Against the backdrop of global financial stagnation, India's economic growth is expected to continue at a sustained level of seven per cent or more annually over the decade.
Economic momentum is only part of the story.
India's growth is driven and secured in large part by its demographics. The middle class has grown to 274 million and could hit 600 million by 2020.
Canadian business and industry are beginning to realize that despite perceived difficulties, it is riskier for them to ignore emerging markets than it is to work with them.
The challenge for Canada however, is that it's increasingly difficult to get India's attention.
Canada is just one of many countries striving to make inroads in this rapidly emerging market. While we can claim some success (exports have doubled in recent years) Canada's market share has fallen.
This is not from lack of effort.
The federal government is working to facilitate trade by negotiating an Economic Partnership Agreement (CEPA), as well as other as business related accords including a Foreign Investment Promotion and Protection Agreement (FIPPA), and a Social Security Agreement to enable workers to move more easily between the two countries.
But despite the lure of our natural resources and skilled workforce, Canada is still a long way from achieving the ambitious target of reaching $15 billion in trade with India by 2015.
Where are we going wrong?
There is admittedly no single answer, but a strong start would be for Canadian industry and government to increase its focus on what India wants rather than what we think India needs. Shared values and zealous marketing will not get us where we want to be. We need to think more fundamentally about how to raise Canada's value as a business partner.

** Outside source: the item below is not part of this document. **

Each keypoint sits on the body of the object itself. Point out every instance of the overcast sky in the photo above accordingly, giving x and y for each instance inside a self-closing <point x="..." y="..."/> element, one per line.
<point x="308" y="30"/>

Increasing Canadian competitiveness would be a start. A competitive economy attracts direct foreign investment, and spawns competitive companies, but at the moment Canada is losing ground. According to the World Economic Forum's Global Competitiveness Report, Canada has dropped out of the top ten, slipping to 12th place from ninth in two years.
As the report notes, Canada needs to focus on improving productivity, innovation, and integration into global supply chains. Our low score on innovation is particularly troubling. "Frugal innovation" is a mantra in India, and Indian companies are looking for foreign partners who can offer a better mousetrap.
The Conference Board ranks Canada 14th out of 17 developed OECD countries on innovation. Lower spending on research and development, especially by businesses, is a factor, but our biggest shortcoming is failure to commercialize new technologies.
Better market access and high level commitment are two other prerequisites for success. This means a welcoming, and transparent foreign investment policy, as well as world class infrastructure to move goods across the country, and overseas. Sustained corporate and political engagement at the top level is required to show Canada is serious about winning a bigger share of India's burgeoning market.
Addressing what can be done in Canada to improve competitiveness, innovation, investment policy, access, and engagement will raise our standing as a preferred business partner for India, China and other emerging markets that today account for the lion's share of global growth.